Psinove - Innovating Psychology

Contact Us

shape shape


Bulimia - What Is It?
Bulimia - What Types Exist?
Bulimia - What Are the Main Signs and Symptoms?
Bulimia - What Are the Possible Causes and Risk Factors?
Bulimia - Can It Be Associated with Other Disorders?
Bulimia - What Is the Prevalence and Mortality?
Bulimia - How Can Psychotherapy Help?
Bulimia - References
Bulimia - What Is It?

What Is It?

Bulimia is an Eating Behavior Disorder characterized by recurrent episodes of compulsive eating. These episodes involve consuming a clearly larger amount of food in a short period of time (for example, up to two hours) than most people would eat in the same circumstances.

There is a tendency to consume highly caloric, low-nutritional-quality foods, such as sweets, cookies, and potato chips. Quickly, there is a sense of loss of control over the act of eating, with a feeling of inability to stop eating or control the quantity and quality of the food. After these episodes, feelings of guilt, ineffectiveness, low self-esteem, and distress may arise. These episodes are usually done in secret, with individuals with bulimia often taking food to safe places where they know they won't be discovered (e.g., to their room).

In the initial stages of the disorder, as a way to control weight and prevent weight gain, inappropriate and recurrent compensatory behaviors are adopted. These behaviors include inducing vomiting, using laxatives, diuretics, enemas, or other medications, fasting, or excessive exercise. These behaviors occur, on average, at least twice a week for three consecutive months. These behaviors, initially used to combat binge eating, later take on a repetitive character. By providing relief from physical discomfort and reducing the fear of gaining weight, a vicious cycle is created: eating until full, engaging in compensatory behaviors, and so on.

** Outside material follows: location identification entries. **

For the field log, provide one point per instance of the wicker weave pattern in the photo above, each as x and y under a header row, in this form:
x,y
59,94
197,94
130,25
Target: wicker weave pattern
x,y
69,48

Bulimia - What Types Exist?

What Types Exist?

Contrary to what one might think, Bulimia does not always involve vomiting after compulsive eating; between 10 and 20% of individuals with bulimia use other compensatory methods. The characterization of this disorder is based on the type of compensatory methods used:

Purging Type: in which the person regularly induces vomiting or abuses laxatives, diuretics, or enemas;

Non-Purging Type: in which the person uses other inappropriate compensatory behaviors, such as fasting or excessive exercise.

Bulimia - What Are the Main Signs and Symptoms?

What Are the Main Signs and Symptoms?

Bulimia is a complex condition that can be difficult to identify. It is a quieter disorder than Anorexia since it is not associated with significant weight loss or weight gain and can go unnoticed for a long time by family and friends. The fact that individuals with Bulimia appear to be in good health can mask this disorder. Therefore, it is essential to pay attention to signs in different domains:

Physical Domain:

  • Headaches;
  • Fatigue;
  • Abdominal pains;
  • Muscle weakness;
  • Recurrent vomiting;
  • Heartburn;
  • Constipation;
  • Irregular menstrual cycles;
  • Irritated throat and swollen glands as a result of vomiting;
  • Calluses and wounds on the hands due to induced vomiting;
  • Dental problems (reduced tooth enamel/tooth decay).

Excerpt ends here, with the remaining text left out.